Hatch chile peppers are the Southwest’s gold standard for chiles. They are grown in the Mesilla Valley around the village of Hatch, in southern New Mexico. The harvest begins at the end of July and goes until the first frost. Thousands of people from all over attend the annual Hatch Chile Festival in late August. There are all kinds of Hatch chiles, early-season green, late-season red, big and small, mild, medium, and Katie-bar-the-door!

When I think of a Hatch pepper, I think of a long green pod that resembles a common Anaheim pepper. They’re best roasted, then sweated in a bag until the skin sloughs off, and can be used in absolutely any dish going. When the pods ripen, they turn red, and h-h-h-hot! Often they’re dried and strung together in that ubiquitous symbol of New Mexico called a ristra. The ristra photo above was taken from the Hatch chile website (http://nmchili.com) The cook hangs her ristra outside in the dry New Mexico or Arizona air, then pulls off a pepper and grinds it into a fine chili powder whenever she needs it. This is the incendiary powder that gives New Mexican cuisine its unique flavor and kick.

One of my favorite things in the world to eat is chiles rellenos. Now, there are lots of rellenos recipes, and I love them all. The chile rellenos one usually sees in Mexican restaurants is stuffed with cheese or beef, coated in an egg batter, and fried, but I have an easy recipe that I make at home that is a lot less trouble and in its way, just as yummy.

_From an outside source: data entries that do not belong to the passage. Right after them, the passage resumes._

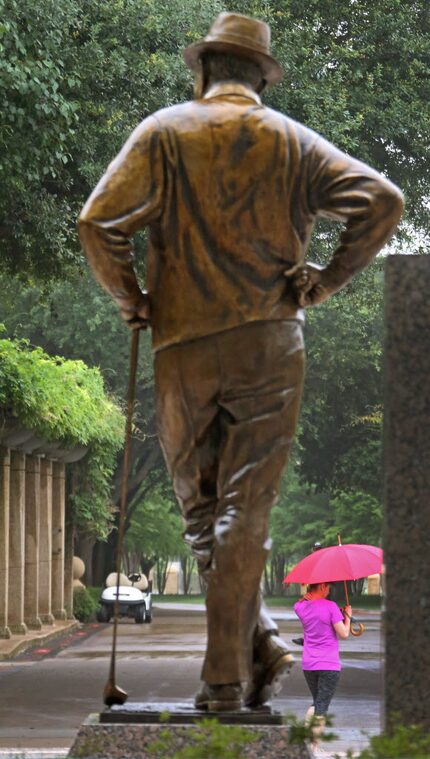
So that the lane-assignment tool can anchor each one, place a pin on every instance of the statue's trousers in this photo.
(227, 408)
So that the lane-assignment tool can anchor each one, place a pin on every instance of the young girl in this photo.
(323, 623)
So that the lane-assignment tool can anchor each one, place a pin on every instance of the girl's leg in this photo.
(311, 677)
(327, 682)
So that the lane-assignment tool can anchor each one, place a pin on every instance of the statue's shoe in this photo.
(273, 663)
(219, 698)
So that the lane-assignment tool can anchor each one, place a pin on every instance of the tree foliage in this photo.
(66, 401)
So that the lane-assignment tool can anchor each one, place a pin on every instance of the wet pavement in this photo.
(46, 692)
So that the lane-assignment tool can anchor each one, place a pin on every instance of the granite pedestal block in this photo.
(161, 730)
(407, 489)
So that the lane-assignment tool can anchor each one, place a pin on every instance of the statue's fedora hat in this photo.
(241, 35)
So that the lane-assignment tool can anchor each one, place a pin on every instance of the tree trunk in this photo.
(187, 566)
(85, 552)
(161, 573)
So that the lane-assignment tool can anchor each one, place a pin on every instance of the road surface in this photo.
(45, 694)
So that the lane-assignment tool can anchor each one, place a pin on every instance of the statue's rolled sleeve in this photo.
(128, 197)
(369, 205)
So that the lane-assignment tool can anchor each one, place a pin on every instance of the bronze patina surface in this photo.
(230, 191)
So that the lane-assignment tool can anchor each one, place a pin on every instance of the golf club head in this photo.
(113, 695)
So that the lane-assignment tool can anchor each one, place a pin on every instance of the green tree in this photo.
(154, 536)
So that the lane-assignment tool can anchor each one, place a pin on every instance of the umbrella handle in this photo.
(358, 630)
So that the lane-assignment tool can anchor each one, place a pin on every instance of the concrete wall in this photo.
(33, 573)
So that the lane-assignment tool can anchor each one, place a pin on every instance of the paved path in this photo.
(45, 695)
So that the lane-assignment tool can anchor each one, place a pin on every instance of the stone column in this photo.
(32, 536)
(68, 552)
(17, 543)
(4, 541)
(58, 527)
(407, 489)
(45, 543)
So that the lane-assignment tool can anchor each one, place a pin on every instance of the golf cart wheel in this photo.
(139, 615)
(103, 614)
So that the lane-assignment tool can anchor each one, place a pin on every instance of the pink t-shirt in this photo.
(321, 648)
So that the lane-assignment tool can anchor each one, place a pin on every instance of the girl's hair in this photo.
(316, 585)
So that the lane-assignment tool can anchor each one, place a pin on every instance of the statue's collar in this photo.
(224, 89)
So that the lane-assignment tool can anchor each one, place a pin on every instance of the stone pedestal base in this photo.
(141, 731)
(47, 619)
(18, 629)
(34, 623)
(59, 614)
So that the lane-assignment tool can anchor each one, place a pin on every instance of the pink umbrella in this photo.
(341, 562)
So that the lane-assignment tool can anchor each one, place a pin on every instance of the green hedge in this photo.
(65, 401)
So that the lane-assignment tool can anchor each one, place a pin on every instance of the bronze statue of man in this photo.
(230, 190)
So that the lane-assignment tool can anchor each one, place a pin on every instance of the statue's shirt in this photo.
(229, 190)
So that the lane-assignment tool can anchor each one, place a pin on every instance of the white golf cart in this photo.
(134, 595)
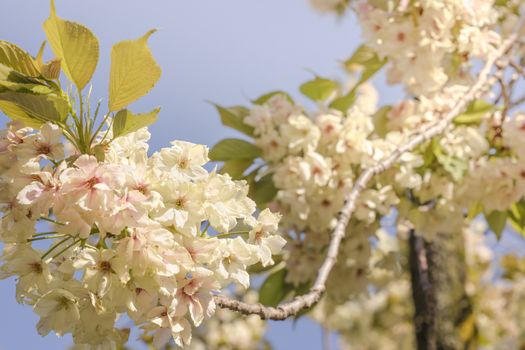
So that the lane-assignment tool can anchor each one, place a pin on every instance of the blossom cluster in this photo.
(382, 318)
(430, 43)
(314, 160)
(150, 237)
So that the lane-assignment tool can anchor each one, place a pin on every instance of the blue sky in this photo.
(225, 51)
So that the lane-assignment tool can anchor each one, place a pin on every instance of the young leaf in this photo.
(17, 59)
(234, 118)
(497, 220)
(273, 289)
(343, 103)
(264, 98)
(236, 167)
(516, 216)
(75, 45)
(40, 107)
(367, 59)
(264, 191)
(133, 71)
(380, 120)
(51, 69)
(6, 85)
(230, 149)
(319, 89)
(454, 166)
(359, 58)
(15, 112)
(126, 121)
(473, 114)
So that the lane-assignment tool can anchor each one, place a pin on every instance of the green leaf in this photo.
(380, 120)
(51, 69)
(474, 210)
(516, 216)
(42, 108)
(133, 71)
(264, 190)
(367, 59)
(273, 290)
(456, 167)
(359, 58)
(343, 103)
(231, 149)
(75, 45)
(264, 98)
(126, 121)
(14, 112)
(6, 85)
(474, 113)
(234, 118)
(319, 89)
(259, 268)
(497, 220)
(235, 168)
(17, 59)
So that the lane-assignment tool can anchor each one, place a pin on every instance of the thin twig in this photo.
(484, 82)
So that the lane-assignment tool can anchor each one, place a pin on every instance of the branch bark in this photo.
(423, 294)
(484, 82)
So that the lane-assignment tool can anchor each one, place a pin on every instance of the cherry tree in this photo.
(370, 219)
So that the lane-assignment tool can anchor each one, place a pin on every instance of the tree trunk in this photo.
(438, 274)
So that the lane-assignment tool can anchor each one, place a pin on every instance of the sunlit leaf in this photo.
(133, 71)
(474, 113)
(343, 103)
(273, 289)
(319, 89)
(17, 59)
(497, 220)
(516, 216)
(40, 107)
(126, 121)
(236, 167)
(380, 120)
(15, 112)
(6, 85)
(75, 45)
(264, 98)
(234, 118)
(366, 59)
(230, 149)
(264, 190)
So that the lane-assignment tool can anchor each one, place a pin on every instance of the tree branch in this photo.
(423, 294)
(484, 82)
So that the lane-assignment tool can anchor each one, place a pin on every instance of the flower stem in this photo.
(55, 246)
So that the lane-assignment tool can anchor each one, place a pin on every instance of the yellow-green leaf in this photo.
(126, 121)
(40, 107)
(236, 167)
(343, 103)
(75, 45)
(133, 72)
(6, 85)
(51, 69)
(273, 290)
(229, 149)
(15, 112)
(264, 190)
(474, 113)
(234, 118)
(264, 98)
(319, 89)
(497, 221)
(17, 59)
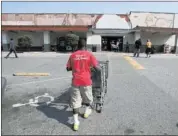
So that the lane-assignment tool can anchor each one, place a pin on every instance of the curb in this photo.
(31, 74)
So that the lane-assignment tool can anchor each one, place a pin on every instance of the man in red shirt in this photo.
(80, 63)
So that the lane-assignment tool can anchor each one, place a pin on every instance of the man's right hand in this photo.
(68, 69)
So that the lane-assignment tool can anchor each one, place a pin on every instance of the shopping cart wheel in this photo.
(98, 108)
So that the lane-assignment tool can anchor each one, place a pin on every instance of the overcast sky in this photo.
(88, 7)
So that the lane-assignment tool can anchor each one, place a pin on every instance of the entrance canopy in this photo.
(157, 29)
(112, 32)
(45, 28)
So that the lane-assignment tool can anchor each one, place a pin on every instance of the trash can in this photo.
(93, 48)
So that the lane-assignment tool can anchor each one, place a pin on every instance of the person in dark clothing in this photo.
(12, 49)
(138, 43)
(127, 47)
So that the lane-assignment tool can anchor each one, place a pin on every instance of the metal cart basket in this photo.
(99, 86)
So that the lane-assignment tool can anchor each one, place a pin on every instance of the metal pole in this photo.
(176, 44)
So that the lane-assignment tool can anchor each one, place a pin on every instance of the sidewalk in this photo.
(55, 54)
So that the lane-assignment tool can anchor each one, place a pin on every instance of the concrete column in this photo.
(176, 43)
(136, 37)
(5, 41)
(46, 35)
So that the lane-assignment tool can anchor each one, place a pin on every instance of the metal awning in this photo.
(157, 29)
(112, 31)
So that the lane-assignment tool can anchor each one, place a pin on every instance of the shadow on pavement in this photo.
(58, 108)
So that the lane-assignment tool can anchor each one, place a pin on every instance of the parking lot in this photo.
(139, 101)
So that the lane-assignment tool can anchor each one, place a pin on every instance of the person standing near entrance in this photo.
(138, 44)
(148, 48)
(80, 63)
(12, 49)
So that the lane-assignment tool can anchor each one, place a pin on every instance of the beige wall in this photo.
(158, 38)
(151, 19)
(48, 19)
(54, 35)
(113, 21)
(176, 21)
(37, 37)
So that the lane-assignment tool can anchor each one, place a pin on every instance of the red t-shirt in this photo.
(81, 61)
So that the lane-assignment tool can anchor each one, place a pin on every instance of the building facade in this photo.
(44, 29)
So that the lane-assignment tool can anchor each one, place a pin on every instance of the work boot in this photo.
(76, 122)
(88, 111)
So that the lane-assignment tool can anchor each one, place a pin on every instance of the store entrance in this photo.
(108, 40)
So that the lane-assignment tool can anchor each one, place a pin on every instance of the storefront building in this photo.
(45, 29)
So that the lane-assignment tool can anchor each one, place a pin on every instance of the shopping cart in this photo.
(99, 85)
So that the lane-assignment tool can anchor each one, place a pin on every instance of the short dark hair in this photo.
(81, 43)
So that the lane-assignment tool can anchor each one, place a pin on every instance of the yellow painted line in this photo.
(134, 63)
(31, 74)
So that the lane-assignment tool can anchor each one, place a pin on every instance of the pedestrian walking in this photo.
(127, 47)
(80, 63)
(12, 49)
(138, 44)
(148, 48)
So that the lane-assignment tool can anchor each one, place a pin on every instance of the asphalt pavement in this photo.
(143, 102)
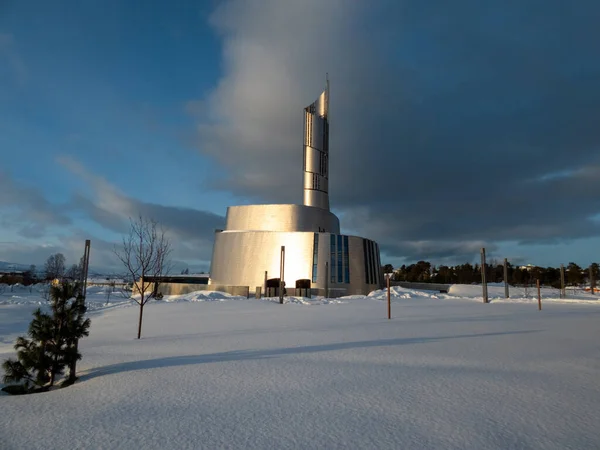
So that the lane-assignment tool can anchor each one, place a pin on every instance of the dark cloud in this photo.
(449, 120)
(31, 213)
(190, 231)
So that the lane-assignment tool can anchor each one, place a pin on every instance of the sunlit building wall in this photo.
(251, 242)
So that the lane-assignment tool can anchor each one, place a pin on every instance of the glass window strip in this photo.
(346, 261)
(332, 257)
(315, 257)
(366, 261)
(340, 261)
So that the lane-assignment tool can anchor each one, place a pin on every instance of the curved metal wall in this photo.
(316, 152)
(281, 218)
(240, 258)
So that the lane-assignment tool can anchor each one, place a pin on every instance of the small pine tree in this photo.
(52, 343)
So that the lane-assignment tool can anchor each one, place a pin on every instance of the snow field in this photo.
(445, 372)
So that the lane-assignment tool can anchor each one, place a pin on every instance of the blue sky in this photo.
(453, 126)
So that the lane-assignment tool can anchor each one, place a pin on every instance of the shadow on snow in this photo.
(241, 355)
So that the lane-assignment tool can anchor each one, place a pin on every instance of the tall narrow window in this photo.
(378, 263)
(346, 261)
(372, 262)
(315, 257)
(340, 261)
(366, 260)
(332, 258)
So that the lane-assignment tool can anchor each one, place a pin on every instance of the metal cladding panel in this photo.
(316, 198)
(313, 160)
(280, 218)
(316, 182)
(316, 133)
(241, 258)
(316, 152)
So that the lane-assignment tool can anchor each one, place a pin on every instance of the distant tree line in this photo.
(54, 268)
(425, 272)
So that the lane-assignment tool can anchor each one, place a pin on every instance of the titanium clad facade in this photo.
(315, 250)
(331, 261)
(281, 218)
(316, 152)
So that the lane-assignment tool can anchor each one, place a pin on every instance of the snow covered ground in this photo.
(215, 371)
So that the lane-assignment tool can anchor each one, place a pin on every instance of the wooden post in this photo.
(84, 274)
(281, 273)
(563, 291)
(86, 265)
(483, 280)
(506, 278)
(389, 298)
(326, 280)
(265, 285)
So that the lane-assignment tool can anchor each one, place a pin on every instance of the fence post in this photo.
(563, 291)
(389, 298)
(265, 284)
(506, 278)
(281, 273)
(326, 280)
(483, 280)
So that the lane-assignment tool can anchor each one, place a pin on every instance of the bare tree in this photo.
(75, 272)
(109, 291)
(145, 254)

Slit open a roasted green chile pepper, scoop out the seeds. Stuff with garlicky mashed potatoes that have been mixed with 1/2 inch bits of diced Monterey jack or sharp cheddar cheese. Sprinkle the top with shredded cheese and bake in a medium oven until bubbly. If you want, finish under the broiler for a few seconds until the top of the potatoes begin to brown.

Arriba!

2 comments:

Alex J. Cavanaugh said...

I do enjoy spicy chiles!

Vicki Delany said...

Yum, yum. When I am in AZ in March I hope to partake.